Infamous Victory: Ben Chifley's Battle for Coal

Infamous Victory: Ben Chifley's Battle for Coal
Written by Bob Ellis
Geoff Burton
Directed by Geoff Burton
Starring Tony Barry
Country of origin Australia
Original language(s) English
Production
Running time 55 minutes
Distributor ABC
Release
Original release
  • 6 November 2008 (2008-11-06)

Infamous Victory: Ben Chifley's Battle for Coal is a 2008 Australian documentary about the 1949 Australian coal strike. It combines documentary footage with dramatised re-enactments.

Cast

Production

The script was written by Bob Ellis who had often written about Chifley. "All my youth and young manhood there was a legend around Labor circles of this perfectly good man, who was an engine driver, and brought up dirt poor, and turned Australia inside out and into something better after the war," he said. "And died too soon, too unjustly."[1]

The film hints that Chifley had an affair with his secretary, Phyllis Donnelly, even though Ellis does not believe it to be the case:

It's unbelievable to me that as dedicated a Catholic as Chifley would experiment with contraception and it's impossible for her not to have got pregnant if it had been on... [although] It's kind of written that way. "But it's written that way on the demand of the historians, who were riding the script like a man on four horses at once... They did not want to say or imply anything that could not be utterly proven before what they feared, I imagine, was a hanging judge.
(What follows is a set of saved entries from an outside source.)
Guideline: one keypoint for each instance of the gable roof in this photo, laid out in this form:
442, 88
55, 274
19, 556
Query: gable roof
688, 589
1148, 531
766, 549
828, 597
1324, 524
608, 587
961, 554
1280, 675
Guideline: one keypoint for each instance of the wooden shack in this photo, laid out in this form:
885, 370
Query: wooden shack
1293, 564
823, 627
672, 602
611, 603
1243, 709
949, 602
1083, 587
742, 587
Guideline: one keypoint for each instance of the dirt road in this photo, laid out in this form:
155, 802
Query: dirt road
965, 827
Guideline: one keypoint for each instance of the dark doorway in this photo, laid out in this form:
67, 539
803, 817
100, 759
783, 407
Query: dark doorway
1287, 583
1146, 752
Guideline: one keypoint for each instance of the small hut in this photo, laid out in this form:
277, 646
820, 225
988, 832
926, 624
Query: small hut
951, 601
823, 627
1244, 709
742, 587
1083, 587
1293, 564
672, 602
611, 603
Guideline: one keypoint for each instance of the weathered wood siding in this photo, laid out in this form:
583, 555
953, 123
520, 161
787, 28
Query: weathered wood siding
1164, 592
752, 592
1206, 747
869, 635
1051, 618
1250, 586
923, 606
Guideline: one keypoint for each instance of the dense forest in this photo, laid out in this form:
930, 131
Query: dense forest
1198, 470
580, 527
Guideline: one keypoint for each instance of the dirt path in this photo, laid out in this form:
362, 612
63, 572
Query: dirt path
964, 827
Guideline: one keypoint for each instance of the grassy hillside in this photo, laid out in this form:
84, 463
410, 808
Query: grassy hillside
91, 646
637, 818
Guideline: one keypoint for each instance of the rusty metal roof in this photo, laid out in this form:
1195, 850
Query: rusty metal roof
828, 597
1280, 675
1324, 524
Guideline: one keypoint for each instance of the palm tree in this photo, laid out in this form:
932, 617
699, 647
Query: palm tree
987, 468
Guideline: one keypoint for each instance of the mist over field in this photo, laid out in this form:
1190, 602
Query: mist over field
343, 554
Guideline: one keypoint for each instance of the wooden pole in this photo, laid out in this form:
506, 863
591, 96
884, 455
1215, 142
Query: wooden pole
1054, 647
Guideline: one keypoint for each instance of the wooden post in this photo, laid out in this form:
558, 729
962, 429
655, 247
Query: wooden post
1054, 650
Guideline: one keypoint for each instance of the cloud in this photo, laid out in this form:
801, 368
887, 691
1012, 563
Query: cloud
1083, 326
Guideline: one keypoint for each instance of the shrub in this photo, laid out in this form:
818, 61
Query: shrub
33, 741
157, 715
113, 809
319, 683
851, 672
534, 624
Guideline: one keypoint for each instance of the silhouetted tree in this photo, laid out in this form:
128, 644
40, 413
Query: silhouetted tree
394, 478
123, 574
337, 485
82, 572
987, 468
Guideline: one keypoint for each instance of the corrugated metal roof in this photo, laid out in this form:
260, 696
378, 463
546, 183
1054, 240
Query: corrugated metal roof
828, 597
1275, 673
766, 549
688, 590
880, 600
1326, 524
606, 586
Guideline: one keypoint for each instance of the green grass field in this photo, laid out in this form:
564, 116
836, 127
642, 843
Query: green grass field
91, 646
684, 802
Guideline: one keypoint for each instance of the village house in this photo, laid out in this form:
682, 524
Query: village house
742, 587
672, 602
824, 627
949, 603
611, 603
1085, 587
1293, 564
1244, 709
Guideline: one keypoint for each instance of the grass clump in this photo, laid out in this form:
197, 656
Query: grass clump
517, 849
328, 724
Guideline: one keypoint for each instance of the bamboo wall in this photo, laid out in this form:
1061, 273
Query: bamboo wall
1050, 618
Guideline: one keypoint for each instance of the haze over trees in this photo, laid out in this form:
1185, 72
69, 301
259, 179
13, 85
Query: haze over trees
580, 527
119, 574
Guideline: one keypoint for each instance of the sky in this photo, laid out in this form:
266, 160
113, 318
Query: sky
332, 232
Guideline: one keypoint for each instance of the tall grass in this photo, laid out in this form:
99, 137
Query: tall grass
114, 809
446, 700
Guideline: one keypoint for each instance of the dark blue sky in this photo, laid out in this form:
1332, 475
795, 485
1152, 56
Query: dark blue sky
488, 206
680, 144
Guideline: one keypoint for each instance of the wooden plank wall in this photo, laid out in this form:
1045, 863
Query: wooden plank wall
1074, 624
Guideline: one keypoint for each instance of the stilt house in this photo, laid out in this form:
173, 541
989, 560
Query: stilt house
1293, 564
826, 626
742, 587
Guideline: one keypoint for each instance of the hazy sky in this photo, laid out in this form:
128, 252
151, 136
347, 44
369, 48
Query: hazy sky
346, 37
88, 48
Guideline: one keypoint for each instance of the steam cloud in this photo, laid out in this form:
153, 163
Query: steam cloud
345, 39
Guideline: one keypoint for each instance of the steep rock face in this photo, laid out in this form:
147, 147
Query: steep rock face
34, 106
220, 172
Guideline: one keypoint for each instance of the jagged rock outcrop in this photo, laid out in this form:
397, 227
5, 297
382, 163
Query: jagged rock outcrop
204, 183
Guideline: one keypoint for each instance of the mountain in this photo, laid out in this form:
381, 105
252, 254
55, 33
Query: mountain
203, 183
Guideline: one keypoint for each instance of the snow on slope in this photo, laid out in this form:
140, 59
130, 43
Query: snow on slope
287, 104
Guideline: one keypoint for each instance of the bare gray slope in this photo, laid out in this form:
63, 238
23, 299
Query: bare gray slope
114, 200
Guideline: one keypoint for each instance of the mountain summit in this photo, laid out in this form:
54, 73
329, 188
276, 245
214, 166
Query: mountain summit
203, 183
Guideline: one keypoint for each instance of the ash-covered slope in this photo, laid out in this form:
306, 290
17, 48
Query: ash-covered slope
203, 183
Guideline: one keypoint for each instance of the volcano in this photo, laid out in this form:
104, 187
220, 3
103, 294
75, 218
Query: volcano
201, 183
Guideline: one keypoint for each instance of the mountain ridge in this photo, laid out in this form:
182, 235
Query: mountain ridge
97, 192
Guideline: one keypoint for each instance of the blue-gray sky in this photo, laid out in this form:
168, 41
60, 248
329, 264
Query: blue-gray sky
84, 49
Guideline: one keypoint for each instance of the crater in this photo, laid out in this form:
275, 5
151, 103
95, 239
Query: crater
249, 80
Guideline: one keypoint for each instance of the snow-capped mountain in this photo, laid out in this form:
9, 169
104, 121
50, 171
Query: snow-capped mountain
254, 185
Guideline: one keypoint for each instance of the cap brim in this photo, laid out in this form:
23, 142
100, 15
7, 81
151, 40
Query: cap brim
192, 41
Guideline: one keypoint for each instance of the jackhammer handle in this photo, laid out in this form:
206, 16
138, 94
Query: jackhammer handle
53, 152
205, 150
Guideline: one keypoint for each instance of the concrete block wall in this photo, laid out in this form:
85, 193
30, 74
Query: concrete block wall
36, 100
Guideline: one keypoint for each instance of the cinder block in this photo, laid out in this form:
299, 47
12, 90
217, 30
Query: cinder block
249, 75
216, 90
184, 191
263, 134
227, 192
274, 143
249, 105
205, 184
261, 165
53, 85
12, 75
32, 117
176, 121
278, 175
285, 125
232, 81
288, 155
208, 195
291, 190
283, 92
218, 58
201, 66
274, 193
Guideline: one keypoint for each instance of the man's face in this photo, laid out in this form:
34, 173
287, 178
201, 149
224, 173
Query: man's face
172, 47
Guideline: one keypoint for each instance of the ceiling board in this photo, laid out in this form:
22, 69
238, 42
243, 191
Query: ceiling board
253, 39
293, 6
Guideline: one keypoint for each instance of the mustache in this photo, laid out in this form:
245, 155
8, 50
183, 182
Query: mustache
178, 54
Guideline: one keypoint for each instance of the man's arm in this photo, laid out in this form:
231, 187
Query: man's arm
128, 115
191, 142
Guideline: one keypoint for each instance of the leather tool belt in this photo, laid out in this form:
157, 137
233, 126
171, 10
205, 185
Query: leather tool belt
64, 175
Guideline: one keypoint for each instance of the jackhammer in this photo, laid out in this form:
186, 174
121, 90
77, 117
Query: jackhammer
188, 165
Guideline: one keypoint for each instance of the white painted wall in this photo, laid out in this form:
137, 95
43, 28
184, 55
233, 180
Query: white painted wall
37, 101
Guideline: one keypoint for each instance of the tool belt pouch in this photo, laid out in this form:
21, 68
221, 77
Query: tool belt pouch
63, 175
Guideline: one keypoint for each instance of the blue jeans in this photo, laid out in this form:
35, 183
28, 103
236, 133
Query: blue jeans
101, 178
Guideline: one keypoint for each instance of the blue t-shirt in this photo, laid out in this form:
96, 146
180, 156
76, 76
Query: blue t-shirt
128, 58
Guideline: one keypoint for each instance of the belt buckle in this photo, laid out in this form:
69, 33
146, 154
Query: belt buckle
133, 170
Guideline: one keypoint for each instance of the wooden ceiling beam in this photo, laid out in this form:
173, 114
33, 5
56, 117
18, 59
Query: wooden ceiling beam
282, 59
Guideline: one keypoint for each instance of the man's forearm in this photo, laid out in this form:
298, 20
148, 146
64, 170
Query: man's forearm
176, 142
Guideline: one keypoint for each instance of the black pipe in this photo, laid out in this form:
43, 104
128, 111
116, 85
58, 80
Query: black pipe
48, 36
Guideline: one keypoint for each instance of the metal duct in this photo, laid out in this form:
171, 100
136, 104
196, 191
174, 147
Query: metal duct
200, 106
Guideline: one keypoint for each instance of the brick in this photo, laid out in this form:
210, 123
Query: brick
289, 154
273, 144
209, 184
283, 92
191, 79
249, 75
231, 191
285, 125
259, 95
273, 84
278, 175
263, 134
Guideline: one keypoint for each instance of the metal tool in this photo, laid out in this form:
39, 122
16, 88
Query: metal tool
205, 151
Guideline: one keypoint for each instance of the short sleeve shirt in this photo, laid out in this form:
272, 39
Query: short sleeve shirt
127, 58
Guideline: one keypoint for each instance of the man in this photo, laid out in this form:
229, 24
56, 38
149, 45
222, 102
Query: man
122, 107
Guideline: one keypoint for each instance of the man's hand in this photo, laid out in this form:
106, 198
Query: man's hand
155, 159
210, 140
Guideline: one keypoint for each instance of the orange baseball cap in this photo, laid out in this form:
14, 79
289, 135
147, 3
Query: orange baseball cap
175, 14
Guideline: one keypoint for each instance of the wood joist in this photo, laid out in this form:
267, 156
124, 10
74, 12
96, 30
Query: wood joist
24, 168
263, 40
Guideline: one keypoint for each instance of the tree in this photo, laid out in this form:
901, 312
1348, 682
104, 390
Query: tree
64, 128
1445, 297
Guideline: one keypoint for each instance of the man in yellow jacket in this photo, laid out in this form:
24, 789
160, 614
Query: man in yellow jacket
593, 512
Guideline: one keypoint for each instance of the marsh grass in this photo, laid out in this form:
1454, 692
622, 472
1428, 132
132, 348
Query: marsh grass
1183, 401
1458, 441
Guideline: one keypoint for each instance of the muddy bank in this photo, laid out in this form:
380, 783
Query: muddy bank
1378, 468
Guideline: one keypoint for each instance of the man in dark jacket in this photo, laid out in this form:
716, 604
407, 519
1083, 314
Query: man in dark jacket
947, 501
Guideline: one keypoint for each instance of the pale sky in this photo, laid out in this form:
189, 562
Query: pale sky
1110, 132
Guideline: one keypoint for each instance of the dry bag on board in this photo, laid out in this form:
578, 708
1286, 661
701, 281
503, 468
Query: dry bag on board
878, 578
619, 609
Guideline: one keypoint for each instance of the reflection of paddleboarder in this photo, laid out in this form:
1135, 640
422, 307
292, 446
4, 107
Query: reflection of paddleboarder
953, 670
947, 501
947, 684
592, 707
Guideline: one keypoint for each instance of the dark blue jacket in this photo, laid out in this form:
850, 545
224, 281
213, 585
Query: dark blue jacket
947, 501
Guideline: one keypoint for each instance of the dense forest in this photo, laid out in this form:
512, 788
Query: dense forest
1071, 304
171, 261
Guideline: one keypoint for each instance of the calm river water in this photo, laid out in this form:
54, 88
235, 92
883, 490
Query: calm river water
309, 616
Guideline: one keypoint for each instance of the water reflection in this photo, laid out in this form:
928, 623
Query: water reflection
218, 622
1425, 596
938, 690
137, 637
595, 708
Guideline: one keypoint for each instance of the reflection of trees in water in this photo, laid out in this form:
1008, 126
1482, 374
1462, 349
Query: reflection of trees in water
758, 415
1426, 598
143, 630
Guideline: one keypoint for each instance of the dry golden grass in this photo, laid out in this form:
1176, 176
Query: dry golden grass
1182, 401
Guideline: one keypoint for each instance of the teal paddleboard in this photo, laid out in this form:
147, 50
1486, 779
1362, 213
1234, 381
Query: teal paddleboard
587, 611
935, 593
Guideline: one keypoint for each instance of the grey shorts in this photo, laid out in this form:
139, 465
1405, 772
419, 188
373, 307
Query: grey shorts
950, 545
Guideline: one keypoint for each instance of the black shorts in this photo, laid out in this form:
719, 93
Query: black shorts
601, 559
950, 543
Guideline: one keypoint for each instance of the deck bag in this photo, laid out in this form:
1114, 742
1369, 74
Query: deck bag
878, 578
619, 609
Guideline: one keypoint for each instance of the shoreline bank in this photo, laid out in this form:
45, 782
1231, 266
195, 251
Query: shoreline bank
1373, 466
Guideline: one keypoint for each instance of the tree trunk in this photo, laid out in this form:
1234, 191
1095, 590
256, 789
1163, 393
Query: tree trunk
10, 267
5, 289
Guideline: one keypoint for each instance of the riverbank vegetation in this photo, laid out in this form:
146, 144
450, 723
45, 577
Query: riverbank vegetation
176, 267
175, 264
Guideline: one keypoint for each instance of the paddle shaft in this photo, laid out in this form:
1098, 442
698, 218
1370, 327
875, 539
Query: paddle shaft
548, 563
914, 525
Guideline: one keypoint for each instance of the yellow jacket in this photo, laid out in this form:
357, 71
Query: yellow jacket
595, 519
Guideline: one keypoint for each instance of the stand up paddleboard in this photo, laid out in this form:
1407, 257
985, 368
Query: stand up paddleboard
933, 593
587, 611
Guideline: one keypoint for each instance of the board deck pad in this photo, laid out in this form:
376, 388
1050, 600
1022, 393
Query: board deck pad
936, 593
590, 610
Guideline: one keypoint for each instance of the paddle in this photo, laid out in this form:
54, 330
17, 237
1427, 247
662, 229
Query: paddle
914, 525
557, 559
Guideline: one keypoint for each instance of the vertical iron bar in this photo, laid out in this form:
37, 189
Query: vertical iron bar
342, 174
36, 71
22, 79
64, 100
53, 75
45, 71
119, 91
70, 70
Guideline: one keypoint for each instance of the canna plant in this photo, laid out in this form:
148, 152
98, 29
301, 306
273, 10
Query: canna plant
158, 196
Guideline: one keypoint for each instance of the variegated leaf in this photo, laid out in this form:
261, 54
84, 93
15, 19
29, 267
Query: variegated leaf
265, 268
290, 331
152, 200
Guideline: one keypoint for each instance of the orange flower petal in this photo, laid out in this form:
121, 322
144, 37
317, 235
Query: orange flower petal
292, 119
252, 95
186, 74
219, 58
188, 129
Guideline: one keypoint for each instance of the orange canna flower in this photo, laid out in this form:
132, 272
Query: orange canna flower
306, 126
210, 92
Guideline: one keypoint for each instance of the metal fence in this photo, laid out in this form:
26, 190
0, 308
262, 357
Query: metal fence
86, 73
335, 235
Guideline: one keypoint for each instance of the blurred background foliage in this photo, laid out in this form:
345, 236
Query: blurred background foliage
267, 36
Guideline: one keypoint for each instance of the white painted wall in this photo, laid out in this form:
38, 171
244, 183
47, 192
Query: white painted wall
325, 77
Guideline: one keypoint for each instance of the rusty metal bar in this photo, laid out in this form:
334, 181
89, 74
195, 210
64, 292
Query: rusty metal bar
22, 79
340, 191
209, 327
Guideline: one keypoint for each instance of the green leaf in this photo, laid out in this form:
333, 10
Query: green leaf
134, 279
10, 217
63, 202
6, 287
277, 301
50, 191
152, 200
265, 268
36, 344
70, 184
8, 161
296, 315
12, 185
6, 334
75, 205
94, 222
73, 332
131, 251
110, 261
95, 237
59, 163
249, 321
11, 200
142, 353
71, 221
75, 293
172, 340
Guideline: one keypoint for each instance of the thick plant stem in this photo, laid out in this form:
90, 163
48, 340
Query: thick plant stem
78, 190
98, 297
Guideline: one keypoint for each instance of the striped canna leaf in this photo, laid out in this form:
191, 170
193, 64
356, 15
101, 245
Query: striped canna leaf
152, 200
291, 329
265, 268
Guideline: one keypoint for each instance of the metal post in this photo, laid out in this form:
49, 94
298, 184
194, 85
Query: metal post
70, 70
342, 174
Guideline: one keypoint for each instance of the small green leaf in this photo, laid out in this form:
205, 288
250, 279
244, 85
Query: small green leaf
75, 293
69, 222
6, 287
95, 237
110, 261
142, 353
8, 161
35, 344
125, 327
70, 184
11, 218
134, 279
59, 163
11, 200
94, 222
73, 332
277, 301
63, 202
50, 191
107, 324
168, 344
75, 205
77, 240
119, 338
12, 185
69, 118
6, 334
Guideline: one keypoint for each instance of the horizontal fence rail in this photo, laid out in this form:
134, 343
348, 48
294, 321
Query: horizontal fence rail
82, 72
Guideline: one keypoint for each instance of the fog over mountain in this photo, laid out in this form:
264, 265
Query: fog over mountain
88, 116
I don't know why they were so worried.[1]

Ellis claims he wrote the script quickly, because he was focusing on the 2007 Australian Federal Election, "For fear that the time lost would lose Labor the election, because I was contributing - as it turned out minimally, but energetically - throughout to the lines said by the politicians and so on. So I wound up with about nine days in a winery and a house rule of no alcohol before 9pm."[1]

Ellis says his main aim was to make the show "as close to the emotional reality of government" as possible and he wanted to depict:

That extraordinary generation of self-educated, working-class men who ran the country for a while. It was an unrepeatable era, really, when none of them had been to university, all of them had worked in a trade, and here they were in charge of armies and economies and so on. It was, as you might say, a noble experiment... It created the Australia we more or less know, which is the multicultural, well-educated, well-hospitalised, well-run, amiable democracy that it's been for a very long time. It created the Australia we had until about 1990, when they started to sell off Qantas and all these stupid things. It was an Australia people increasingly yearn for, I think.[1]